Mesmo antes de sua posse, Castillo mostrou pouco interesse em relação a estes fatos, atribuindo as 138 mortes por feminicídio ocorridos durante a quarentena de 2020 à ociosidade. E agora, com Guido Bellido como primeiro ministro, tão conservador e machista quanto, evidencia uma tendência a minimizar e normalizar a violência contra as mulheres. Atitude absolutamente contrária à assumida por Marx, Engels ou Lenin, e tantos dirigentes comunistas, homens e mulheres, diante da mesma questão.

O problema também é a falta de trabalho

Mas não é só a violência física, a taxa de desemprego disparou, deixando sem trabalho 3,5 milhões de mulheres. Hoje, 70% dos trabalhadores informais são mulheres. E de cada 100 jovens entre 18 e 29 anos que “nem estudam nem trabalham” (“NEM-NEM”), 65 são mulheres. Destas, 30 são indígenas ou afrodescendentes (Alcázar, 2019).

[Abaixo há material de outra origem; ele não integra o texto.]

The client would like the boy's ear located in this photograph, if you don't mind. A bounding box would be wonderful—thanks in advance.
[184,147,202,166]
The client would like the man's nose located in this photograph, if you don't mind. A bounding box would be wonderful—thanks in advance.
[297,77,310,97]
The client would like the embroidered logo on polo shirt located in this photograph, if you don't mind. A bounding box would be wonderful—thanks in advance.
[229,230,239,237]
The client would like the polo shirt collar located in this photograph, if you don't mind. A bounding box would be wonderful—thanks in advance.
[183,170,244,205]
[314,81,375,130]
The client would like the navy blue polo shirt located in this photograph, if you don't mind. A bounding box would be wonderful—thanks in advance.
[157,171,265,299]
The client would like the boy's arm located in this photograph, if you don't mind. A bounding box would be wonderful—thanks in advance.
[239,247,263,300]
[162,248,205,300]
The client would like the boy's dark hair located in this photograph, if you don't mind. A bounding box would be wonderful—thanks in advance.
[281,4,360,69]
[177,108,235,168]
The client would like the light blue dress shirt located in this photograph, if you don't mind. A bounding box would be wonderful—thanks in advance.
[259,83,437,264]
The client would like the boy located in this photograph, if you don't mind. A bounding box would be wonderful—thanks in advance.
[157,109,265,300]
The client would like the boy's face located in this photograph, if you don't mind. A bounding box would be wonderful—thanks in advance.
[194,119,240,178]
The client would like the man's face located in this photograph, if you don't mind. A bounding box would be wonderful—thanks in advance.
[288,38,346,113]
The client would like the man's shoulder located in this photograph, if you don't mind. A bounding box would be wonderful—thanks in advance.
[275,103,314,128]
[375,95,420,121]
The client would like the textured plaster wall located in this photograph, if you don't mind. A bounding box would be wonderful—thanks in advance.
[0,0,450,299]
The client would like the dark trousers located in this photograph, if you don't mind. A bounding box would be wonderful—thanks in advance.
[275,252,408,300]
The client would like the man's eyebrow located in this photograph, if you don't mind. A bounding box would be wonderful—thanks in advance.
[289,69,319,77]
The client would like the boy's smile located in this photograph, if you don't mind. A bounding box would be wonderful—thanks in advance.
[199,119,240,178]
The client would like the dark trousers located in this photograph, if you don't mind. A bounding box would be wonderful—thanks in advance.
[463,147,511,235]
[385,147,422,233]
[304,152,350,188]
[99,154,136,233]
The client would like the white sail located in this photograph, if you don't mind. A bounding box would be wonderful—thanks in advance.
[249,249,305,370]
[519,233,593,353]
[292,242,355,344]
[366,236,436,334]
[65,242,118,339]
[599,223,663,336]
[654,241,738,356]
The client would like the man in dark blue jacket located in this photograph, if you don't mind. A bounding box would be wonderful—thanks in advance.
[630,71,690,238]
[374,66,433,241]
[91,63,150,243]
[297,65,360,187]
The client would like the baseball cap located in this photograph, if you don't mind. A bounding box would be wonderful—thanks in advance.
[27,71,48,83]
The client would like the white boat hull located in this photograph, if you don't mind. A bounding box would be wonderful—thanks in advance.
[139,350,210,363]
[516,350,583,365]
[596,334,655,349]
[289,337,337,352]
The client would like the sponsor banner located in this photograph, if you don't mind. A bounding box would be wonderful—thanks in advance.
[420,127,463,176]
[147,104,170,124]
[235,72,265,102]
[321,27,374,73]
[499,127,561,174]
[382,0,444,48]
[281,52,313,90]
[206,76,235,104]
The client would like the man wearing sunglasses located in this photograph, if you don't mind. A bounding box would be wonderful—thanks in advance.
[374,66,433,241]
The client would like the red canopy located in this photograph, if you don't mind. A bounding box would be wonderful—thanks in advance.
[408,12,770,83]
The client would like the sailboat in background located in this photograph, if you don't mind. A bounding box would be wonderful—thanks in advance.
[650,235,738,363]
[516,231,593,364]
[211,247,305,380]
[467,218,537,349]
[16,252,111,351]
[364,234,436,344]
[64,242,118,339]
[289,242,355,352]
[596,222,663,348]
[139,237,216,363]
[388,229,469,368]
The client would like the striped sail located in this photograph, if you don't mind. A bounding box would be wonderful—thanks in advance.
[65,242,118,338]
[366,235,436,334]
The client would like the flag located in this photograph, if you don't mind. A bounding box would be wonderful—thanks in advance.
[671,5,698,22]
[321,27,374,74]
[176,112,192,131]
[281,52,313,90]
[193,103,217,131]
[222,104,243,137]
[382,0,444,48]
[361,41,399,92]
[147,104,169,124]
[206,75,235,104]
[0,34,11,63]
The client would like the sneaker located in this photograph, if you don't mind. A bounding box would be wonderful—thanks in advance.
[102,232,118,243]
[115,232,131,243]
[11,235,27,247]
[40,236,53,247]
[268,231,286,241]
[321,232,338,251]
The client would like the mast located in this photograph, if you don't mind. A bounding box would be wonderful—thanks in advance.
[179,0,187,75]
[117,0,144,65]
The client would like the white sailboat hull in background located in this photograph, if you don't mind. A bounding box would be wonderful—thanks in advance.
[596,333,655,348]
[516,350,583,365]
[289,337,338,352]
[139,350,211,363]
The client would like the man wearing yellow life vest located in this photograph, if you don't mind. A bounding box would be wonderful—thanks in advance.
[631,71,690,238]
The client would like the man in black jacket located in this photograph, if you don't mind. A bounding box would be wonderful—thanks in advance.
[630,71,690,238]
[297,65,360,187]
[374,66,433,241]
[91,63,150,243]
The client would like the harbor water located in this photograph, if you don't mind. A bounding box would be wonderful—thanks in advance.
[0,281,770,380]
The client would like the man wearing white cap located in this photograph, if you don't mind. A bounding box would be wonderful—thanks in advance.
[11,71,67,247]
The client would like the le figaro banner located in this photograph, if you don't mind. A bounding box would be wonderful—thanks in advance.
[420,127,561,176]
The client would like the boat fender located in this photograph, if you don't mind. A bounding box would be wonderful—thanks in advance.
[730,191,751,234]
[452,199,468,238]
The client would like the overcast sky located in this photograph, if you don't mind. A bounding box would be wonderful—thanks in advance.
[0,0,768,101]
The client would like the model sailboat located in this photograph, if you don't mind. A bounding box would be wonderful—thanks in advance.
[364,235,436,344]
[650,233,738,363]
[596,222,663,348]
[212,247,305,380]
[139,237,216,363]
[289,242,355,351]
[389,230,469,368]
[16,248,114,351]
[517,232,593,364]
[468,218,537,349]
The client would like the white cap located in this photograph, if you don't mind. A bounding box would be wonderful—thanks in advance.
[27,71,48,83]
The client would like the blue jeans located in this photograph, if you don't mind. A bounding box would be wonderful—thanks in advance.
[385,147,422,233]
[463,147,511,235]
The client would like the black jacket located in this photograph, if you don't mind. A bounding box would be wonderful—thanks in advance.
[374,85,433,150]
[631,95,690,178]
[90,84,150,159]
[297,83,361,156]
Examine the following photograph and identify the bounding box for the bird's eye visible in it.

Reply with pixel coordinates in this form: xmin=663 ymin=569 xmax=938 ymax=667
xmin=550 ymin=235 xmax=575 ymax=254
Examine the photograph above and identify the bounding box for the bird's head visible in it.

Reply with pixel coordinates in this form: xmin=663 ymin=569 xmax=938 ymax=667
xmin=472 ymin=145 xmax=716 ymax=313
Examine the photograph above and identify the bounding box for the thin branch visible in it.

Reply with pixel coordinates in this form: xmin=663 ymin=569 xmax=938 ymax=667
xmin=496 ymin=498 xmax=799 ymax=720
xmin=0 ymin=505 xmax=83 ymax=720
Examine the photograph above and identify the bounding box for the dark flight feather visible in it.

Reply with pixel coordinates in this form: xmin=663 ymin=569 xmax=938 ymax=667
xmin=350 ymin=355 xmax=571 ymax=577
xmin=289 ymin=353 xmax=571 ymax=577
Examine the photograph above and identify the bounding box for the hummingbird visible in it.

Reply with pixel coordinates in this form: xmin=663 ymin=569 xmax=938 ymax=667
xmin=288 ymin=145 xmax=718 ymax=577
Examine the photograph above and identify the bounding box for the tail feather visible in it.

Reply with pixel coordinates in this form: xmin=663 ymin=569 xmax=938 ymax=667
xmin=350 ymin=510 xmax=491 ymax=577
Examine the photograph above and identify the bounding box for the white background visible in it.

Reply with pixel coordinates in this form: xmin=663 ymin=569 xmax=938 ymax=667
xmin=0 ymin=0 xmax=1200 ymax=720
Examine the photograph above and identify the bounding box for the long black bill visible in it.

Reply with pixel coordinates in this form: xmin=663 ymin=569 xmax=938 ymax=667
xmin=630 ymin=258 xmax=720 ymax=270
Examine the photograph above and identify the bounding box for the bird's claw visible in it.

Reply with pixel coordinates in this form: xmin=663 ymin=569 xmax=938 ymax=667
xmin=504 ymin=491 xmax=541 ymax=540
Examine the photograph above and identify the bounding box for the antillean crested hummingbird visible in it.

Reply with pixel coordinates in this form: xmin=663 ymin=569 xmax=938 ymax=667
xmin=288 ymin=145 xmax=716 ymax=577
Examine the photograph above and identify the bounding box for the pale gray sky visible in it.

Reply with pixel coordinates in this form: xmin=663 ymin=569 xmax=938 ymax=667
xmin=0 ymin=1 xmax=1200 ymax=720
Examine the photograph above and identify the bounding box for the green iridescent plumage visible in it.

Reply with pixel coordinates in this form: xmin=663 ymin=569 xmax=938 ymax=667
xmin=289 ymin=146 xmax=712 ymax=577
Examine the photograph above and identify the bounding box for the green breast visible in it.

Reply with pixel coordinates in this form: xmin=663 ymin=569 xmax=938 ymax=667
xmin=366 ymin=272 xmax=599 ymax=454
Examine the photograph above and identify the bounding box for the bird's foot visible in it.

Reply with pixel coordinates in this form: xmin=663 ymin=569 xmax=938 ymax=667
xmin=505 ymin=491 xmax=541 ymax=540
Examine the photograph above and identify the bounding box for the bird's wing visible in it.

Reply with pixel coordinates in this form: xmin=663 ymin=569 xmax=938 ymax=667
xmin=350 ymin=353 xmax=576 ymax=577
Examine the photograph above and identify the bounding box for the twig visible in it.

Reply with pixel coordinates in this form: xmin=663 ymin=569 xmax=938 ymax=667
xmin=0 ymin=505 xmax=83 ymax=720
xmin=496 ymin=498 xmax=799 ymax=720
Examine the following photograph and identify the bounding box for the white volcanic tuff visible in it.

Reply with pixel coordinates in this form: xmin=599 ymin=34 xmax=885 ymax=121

Problema diante do qual Castillo não faz nada.

É por isso que, diferente do que algumas companheiras “de esquerda” propõem, não podemos ter ilusões neste governo.

Por que temos que lutar?

Frente à crise política, econômica e sanitária, e a falta de resposta ante a violência machista, as mulheres da classe trabalhadora, as estudantes e camponesas, não podemos esperar mais: devemos nos mobilizar e organizar para exigir que o governo declare em emergência o setor de mulheres, como divulgou que fará com o setor da educação, para adotar medidas radicais frente à situação descrita.

O orçamento deve ser aumentado para o ministério da mulher. Enquanto que em 2021 o tema “reativação econômica” recebeu 10,224 bilhões de soles por parte do Estado, o tema “redução da violência contra a mulher” só obteve 690 milhões de soles… 14.8 vezes menos!

Os feminicídios não serão detidos, nem os desaparecimentos, nem os estupros, se o setor não for financiado para que medidas eficazes possam ser executadas que permitam prender, julgar e condenar os feminicidas e estupradores, assim como desarmar as redes de tráfico da qual fazem parte instituições do estado como a própria polícia.

É necessário conquistar a legalização do direito ao aborto, livre e gratuito, para evitar mais mortes nas mãos do mercado do aborto clandestino. Direito que deve ser complementado com uma política de educação sexual científica, laica e integral desde a escola, e garantindo acesso a métodos anticonceptivos para a juventude.

Mas também é necessário que se tomem medidas para acabar com a pobreza na qual vivemos milhões de mulheres no país. O governo deve garantir trabalho e salários iguais à da cesta básica para as mulheres, particularmente para as que encabeçam os 645.032 lares que são chefiados por mulheres.

Diante de nossas necessidades como mulheres da classe trabalhadora, mães, jovens e estudantes, nosso maior desafio neste momento é nos organizarmos para, junto aos nossos companheiros, trabalhadores e pobres também, enfrentarmos a patronal e conquistarmos um país e uma sociedade diferentes, sem exploração e sem violência.

O que significa a presença de mulheres em postos do governo?

Ter mulheres em espaços institucionais, embora seja simbólico e, nesse sentido, tenha uma determinada importância, não é garantia de solução frente à violência, o desemprego e a exploração do trabalho.

Ainda assim, Castillo começa mal. Com apenas duas mulheres no gabinete, mostra um retrocesso em relação a outros governos. Entretanto, devemos ser nítidas: as instituições do estado não estão desligadas dos interesses da patronal, sejam encabeçadas por homens ou por mulheres.

Dessa forma o papel de Anahí Durand será neste sentido. Enquanto declara que lutará contra o patriarcado, aceita um primeiro ministro claramente machista e homofóbico. A partir do governo, parece que ela, tal como Verónica Mendoza e JP, enquanto fazem acordos com o PL, esqueceram o caráter de classe do estado e que a luta contra o patriarcado começa questionando as bases da exploração e opressão da mulher. O que significa lutar por trabalho e contra a suspensão perfeita de trabalhos, a favor das mulheres do país afetadas durante 2020, além da luta contra a violência machista.